Kate Baldwin
Associate Professor of American Studies
University Hall 20
Telephone: 847-467-1345
Fax: 847-467-2733
E-mail: k-baldwin@northwestern.edu
Kate Baldwin is a 20th-century Americanist who specializes in comparative theories of gender, race and ethnicity. Her work focuses on intersections between the mappings of identity and social history in a global context. Her first book, Beyond the Color Line and the Iron Curtain: Reading Encounters between Black and Red, 1922-63 (Duke UP 2002), remaps black American modernism by addressing the involvement of African American intellectuals with Soviet communism and a Russian intellectual heritage.

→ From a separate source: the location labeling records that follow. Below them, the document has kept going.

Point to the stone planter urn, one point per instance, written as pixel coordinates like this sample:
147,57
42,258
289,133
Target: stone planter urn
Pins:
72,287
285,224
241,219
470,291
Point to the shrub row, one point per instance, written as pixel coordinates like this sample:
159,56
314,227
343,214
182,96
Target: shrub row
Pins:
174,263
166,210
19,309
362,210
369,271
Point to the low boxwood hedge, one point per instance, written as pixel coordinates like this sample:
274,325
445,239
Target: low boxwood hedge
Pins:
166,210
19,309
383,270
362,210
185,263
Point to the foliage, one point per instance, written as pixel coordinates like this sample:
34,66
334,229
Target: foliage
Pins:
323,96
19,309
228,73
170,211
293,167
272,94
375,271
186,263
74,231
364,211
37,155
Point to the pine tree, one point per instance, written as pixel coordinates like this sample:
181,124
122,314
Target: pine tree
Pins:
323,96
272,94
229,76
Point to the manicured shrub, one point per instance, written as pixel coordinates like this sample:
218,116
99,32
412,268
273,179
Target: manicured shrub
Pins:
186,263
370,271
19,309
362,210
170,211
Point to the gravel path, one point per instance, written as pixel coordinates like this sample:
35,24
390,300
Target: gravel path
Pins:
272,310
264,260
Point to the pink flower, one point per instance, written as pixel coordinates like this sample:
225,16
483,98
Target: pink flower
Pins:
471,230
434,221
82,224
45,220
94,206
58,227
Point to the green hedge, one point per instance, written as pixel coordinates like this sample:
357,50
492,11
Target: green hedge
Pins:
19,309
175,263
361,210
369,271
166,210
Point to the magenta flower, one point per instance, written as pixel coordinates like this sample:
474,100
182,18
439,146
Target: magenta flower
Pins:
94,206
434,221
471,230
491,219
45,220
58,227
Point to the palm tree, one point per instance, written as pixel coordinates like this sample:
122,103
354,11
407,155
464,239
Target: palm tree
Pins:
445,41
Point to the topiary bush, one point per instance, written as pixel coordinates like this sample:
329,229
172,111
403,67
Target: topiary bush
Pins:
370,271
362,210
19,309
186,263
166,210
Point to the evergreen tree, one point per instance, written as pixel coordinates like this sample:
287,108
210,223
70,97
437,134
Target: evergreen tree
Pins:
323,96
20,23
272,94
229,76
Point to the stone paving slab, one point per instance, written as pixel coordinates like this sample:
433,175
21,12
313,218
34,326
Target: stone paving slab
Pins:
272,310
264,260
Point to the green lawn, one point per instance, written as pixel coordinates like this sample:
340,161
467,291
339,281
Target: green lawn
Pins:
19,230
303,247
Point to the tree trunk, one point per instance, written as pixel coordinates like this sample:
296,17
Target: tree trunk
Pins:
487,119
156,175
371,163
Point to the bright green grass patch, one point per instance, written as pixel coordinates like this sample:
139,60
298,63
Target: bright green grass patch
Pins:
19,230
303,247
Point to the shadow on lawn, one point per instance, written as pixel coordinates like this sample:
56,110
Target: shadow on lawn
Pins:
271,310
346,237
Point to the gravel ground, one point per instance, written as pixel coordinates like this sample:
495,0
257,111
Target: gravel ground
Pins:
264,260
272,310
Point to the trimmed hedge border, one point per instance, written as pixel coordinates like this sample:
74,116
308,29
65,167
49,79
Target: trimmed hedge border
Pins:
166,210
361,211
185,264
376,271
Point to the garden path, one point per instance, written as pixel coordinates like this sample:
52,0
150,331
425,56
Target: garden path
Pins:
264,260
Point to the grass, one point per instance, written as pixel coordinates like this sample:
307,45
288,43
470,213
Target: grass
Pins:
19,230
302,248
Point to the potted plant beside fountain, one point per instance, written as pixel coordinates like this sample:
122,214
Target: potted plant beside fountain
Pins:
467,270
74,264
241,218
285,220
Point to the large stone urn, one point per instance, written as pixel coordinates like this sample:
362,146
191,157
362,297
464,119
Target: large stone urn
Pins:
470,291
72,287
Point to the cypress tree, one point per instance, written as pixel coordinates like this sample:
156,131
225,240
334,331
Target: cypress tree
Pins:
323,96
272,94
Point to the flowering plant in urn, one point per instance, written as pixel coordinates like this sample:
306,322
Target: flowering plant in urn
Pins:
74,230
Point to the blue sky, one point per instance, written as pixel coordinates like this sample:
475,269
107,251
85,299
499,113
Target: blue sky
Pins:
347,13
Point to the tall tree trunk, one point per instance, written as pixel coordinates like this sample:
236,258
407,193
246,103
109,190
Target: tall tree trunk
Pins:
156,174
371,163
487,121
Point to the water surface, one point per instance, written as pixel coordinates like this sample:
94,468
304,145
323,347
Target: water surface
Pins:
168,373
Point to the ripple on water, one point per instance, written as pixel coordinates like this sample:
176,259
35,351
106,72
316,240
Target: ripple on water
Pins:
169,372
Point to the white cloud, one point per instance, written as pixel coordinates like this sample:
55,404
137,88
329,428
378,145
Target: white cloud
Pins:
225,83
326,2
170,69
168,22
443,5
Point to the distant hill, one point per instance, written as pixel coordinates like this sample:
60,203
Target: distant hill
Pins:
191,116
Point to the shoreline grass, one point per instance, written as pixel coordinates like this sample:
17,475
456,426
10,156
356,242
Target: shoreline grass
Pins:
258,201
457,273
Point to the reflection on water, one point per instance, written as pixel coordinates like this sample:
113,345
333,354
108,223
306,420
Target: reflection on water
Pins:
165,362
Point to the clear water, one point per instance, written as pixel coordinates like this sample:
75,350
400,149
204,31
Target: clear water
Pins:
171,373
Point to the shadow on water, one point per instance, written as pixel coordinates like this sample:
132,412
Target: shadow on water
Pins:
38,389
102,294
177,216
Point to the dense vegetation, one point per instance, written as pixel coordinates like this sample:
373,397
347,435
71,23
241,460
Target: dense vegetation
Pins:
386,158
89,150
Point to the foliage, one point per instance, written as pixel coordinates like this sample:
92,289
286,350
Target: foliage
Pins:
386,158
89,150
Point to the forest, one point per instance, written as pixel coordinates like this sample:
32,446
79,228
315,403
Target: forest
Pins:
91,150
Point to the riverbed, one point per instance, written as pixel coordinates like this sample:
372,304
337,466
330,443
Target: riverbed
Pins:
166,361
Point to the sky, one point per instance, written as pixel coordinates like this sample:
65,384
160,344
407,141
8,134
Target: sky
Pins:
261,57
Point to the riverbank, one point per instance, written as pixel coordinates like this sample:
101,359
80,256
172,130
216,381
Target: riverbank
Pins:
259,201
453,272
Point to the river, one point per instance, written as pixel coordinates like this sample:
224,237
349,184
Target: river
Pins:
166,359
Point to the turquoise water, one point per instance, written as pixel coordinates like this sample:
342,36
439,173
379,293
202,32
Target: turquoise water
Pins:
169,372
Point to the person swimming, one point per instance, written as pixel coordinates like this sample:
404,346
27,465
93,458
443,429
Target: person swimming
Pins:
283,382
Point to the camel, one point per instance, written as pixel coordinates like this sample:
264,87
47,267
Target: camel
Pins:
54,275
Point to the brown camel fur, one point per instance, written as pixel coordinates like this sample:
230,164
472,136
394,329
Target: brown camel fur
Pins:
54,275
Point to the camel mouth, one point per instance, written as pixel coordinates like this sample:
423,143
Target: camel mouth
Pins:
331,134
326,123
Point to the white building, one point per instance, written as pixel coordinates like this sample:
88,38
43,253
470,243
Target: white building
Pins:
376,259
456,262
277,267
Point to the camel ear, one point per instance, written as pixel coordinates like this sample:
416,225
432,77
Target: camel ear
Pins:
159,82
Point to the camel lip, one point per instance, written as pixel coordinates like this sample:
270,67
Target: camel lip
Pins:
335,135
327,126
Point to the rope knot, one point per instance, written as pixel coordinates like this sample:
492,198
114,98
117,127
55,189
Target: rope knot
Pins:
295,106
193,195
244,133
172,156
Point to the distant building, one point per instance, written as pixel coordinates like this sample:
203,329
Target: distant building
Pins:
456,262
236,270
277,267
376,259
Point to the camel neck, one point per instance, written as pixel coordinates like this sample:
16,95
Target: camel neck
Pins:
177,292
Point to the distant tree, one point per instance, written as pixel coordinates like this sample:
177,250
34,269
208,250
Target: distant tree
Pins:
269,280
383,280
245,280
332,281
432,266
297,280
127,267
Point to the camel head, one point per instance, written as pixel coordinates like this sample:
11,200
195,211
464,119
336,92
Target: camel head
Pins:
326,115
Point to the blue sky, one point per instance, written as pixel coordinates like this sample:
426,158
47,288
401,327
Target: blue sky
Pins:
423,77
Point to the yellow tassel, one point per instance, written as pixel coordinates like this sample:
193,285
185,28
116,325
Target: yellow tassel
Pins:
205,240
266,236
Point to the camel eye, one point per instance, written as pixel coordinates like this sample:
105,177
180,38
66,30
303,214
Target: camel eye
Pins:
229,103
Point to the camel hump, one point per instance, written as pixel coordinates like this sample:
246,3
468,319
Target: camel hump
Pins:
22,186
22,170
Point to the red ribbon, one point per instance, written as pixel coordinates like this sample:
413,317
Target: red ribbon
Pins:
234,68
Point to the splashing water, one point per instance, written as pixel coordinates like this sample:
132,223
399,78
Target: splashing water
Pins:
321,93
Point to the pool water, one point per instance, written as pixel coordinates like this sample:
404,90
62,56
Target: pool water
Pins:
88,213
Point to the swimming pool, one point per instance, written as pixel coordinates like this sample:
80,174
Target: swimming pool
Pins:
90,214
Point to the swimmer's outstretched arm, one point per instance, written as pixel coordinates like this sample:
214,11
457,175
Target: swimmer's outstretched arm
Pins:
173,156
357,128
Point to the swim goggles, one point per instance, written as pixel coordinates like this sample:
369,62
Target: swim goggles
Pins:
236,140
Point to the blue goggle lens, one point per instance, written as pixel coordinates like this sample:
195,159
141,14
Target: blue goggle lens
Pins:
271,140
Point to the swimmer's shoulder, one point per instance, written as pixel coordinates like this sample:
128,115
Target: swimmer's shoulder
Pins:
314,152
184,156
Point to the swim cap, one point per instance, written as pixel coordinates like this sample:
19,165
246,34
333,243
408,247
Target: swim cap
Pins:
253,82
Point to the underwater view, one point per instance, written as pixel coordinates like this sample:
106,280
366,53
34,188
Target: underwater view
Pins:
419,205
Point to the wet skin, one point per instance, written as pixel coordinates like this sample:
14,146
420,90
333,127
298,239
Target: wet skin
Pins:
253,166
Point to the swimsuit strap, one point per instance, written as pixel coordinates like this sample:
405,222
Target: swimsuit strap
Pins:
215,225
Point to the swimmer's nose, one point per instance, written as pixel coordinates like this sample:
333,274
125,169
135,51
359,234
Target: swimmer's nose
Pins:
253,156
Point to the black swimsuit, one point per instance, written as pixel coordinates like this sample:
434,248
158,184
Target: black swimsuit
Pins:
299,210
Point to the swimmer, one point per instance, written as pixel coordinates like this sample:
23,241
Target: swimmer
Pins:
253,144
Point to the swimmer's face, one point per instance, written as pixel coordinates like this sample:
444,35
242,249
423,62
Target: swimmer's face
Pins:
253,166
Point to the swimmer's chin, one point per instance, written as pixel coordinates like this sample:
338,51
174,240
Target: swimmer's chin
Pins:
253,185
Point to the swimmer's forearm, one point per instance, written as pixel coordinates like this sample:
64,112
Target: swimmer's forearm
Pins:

Past fellowships include the Pembroke at Brown University, a Mellon post- doc at Johns Hopkins University, and the Bunting Fellowship at Harvard University. She has published articles in Cultural Critique, Diaspora, Modern Fiction Studies, Novel, and differences, and is working on a book titled Authenticating Nations: Cultural Fictions of Soviet and American Women during the Cold War, as well as a translation into English of the 1925 Russian text based on Claude McKay's lost English manuscript of Sudom Lincha/Trial by Lynching.
Her essay "The Recurring Condition of Nella Larsen's Passing " will appear in the Norton Critical Edition of Nella Larsen's Passing in 2007.